We distinguish first by the Perturbation Scope, i.e., the parts of the input that are modified. Perturbations can be applied at a fine-grained level (e.g., individual features) or on more structured, high-level groupings. For image data, scope definitions may involve aggregating pixels into fixed grids [Schulz et al. (2020)] or segmenting into superpixels [Ribeiro et al. (2016), Kapishnikov et al. (2019), Rieger and Hansen (2020)]. In time-series data, one may perturb fixed-length windows, with the target time-step at the beginning or middle [Schlegel et al. (2019), Schlegel et al. (2020)]. In topologically ordered domains (e.g., images, time-series, or graphs), adjacent features can be perturbed together, such as modifying the area surrounding a focal pixel [Samek et al. (2016), Brahimi et al. (2019)]. Higher-level approaches include perturbing Concepts [Shawi et al. (2021)] or internal activations associated with object parts [Zhang et al. (2019b)].
Once the scope is defined, a variety of Perturbation Functions can be applied. In fact, any perturbation function might be suitable [Hameed et al. (2022), Schlegel and Keim (2023)]. However, here we present some of the most common in literature. At the simplest level, features may be removed by setting them to zero or dropping them entirely, especially in structured domains such as graphs, text, or time-series data, as employed by many authors, (e.g., [Bach et al. (2015), Ancona et al. (2017), Alvarez-Melis and Jaakkola (2018a), Chu et al. (2018), Arya et al. (2019), DeYoung et al. (2019), Schlegel et al. (2019), Cong et al. (2020), Singh et al. (2020), Warnecke et al. (2020), Bajaj et al. (2021), Faber et al. (2021), Singh et al. (2021), Jin et al. (2023)]).

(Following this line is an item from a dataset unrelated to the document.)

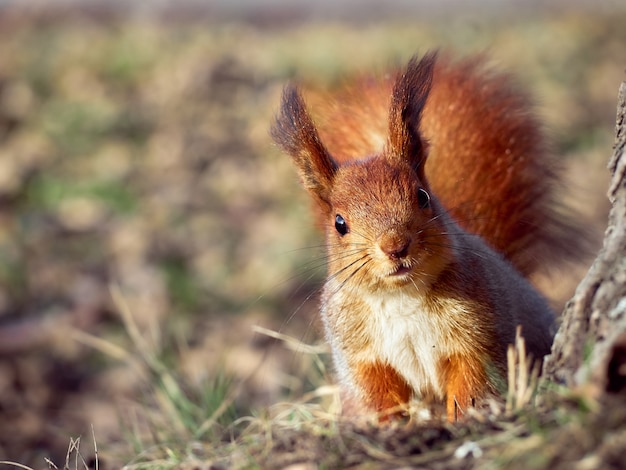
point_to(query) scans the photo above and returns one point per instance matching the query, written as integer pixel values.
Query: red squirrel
(437, 196)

Alternatively, features can be replaced by a fixed value, e.g., the per-channel or per-instance mean [Petsiuk (2018), Schlegel et al. (2019), Schlegel et al. (2020), Hameed et al. (2022), Jin et al. (2023)].
To generate less deterministic perturbations, authors propose adding random noise (e.g., Gaussian) or drawing values from uniform distributions [Yeh et al. (2019), Bhatt et al. (2020), Sturmfels et al. (2020), Bajaj et al. (2021), Funke et al. (2022), Veerappa et al. (2022)]. Other strategies leverage the spatial structure of the data: for instance, applying blurring or interpolation [Sturmfels et al. (2020), Rong et al. (2022)], or reordering spatial regions [Schlegel et al. (2019), Chen et al. (2020)]. Instead of applying synthetic noise, values can be resampled from the marginal distribution of a feature, from its nearest neighbor, or even from an opposite-class example [Guo et al. (2018a), Hameed et al. (2022)]. Where influence regions are known, perturbations can be constrained to lie inside or outside these intervals [Velmurugan et al. (2021a)].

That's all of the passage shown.